J’appelle Alix et lui donne rendez-vous au « café d’en bas » dans quinze minutes pétantes. J’ai besoin d’elle, de son avis de fille plutôt sage et surtout : de sa grande intuition.
Toutes les deux à l’heure, on se retrouve au « café d’en bas ». Elle me demande pourquoi cet appel précipité. Je n’ai pas le temps de me lancer qu’elle enchaîne : « Et tu ne serais pas un peu maquillée comme une pute ? ». Je dis non, elle dit montre.
Elle dit si.
Je sens qu’elle n’est pas dans un jour tendre alors je lui réponds d’un trait que j’ai rencontré un mec au boulot, qu’il me propose de sortir ce soir, au petit détail près qu’il est maqué.
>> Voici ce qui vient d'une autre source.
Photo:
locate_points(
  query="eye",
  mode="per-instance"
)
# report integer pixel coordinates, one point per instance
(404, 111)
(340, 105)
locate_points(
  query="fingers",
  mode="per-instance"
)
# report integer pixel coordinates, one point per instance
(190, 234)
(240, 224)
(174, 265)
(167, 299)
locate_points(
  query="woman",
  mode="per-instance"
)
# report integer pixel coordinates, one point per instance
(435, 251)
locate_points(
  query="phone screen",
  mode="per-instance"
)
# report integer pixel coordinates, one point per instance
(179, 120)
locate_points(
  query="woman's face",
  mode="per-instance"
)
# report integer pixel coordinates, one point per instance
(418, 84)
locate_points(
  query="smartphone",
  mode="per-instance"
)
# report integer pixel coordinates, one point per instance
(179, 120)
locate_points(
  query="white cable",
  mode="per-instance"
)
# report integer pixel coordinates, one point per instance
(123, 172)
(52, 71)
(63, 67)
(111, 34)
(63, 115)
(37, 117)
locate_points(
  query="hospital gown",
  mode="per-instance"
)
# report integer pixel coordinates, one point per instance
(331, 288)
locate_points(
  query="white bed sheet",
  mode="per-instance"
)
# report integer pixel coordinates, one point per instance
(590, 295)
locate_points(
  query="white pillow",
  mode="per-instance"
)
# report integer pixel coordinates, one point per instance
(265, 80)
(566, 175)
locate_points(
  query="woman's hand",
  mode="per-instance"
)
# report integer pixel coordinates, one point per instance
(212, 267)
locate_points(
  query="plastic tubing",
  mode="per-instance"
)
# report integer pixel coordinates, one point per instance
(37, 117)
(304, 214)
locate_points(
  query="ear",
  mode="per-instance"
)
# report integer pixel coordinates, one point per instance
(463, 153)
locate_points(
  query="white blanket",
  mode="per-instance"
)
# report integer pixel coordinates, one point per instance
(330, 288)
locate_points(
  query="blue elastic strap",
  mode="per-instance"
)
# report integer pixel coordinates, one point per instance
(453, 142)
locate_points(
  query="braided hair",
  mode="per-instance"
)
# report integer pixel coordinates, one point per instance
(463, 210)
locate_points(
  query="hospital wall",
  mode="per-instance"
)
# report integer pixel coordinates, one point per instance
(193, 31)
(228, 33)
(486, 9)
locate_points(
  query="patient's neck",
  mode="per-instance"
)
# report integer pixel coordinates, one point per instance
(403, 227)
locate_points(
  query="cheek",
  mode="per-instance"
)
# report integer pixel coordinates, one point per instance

Mais que la bonne nouvelle, c’est qu’il va bientôt quitter sa copine.
Elle commande une bière.
Elle rigole.
Elle répète « bientôt quitter sa copine » et ajoute « N’y vas pas ».
Je commence à me défendre. Ou plutôt à défendre Thibaut. Je jure que c’est un mec bien, qu’il n’est vraiment plus amoureux de sa nana, qu’il a eu un vrai coup de cœur pour moi et toute autre réalités absolues qui sont autant d’arguments pour que j’accepte le rendez-vous.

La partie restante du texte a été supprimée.